Dr. Swerdlow said that, initially, Kati Edmiston told them to use the money for whatever the outdoor lab needed; she told them if they needed compost, buy compost.

Instead, a committee made up of faculty, community members and students formed and eventually a professor came up with an idea to build a labyrinth.

“We quickly decided that would be a very good idea,” Dr. Swerdlow said. The labyrinth was both a spiritual project, he said, and one located in the natural world.

They ran into a hitch when the committee realized it did not have the expertise for the project. And so Dr. Swerdlow contacted Chatham College, Pittsburgh, where there is an architectural landscaping program.

Mary Burris, a graduate student at Chatham, accepted the challenge, and made the labyrinth project her master’s thesis.

“To do a memorial on someone you don’t know but who was so obviously widely loved was a challenge,” Ms. Burris said. She spent time with Sandy’s parents, read some of her favorite authors and also some of Sandy’s own writings.

“I came to really love all the people I was working with,” Ms. Burris said.

Dr. Swerdlow said he expected the initial construction to take about two days when they began in July. When 50 to 60 people showed up, including family friend Dennis Salmon with his bulldozer, “it was done in three hours.”

The plantings around the labyrinth were selected among five indigenous species, Burris said. “We wanted to keep it simple, natural and native.”

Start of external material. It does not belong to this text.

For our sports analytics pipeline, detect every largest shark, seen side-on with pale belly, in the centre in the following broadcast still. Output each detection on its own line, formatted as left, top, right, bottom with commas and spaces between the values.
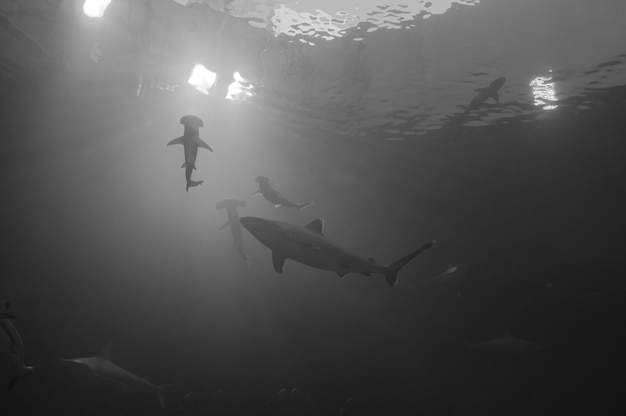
240, 217, 435, 286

Dr. Swerdlow said black-eyed Susans were chosen as a wild flower because they were Sandy’s favorite.

In the spring, a red maple and perhaps some dogwood are expected to be planted, Dr. Swerdlow said.

The stones at the inner circle come from Maryland and California, as well as from local places, a slab at Sandy’s grandparents’ home and even two special stones from Snake River in Wyoming, where Sandy was working when she died, Dr. Harms said.

“They’re historic in the sense they tell many stories,” he said of the stones. “They also express the beauty of diversity, and the kind of thing that Sandy stood for.”

In a memorial service held Oct. 22, Dr. Swerdlow felt particularly moved by words from Sandy’s mother: “If you are out here and you feel a ray of sunshine and feel a little wind on your cheek, know that it’s an angel.”

“It’s pretty remarkable,” Dr. Swerdlow said. “I do feel Sandy’s presence out there pretty strongly, and I think it’s because people who loved her made it.”

On a stone set at the labyrinth’s entrance, a line of Sandy’s poetry has been set into the bronze plaque: “To live anew in colors that fade as the leaves return to the earth.”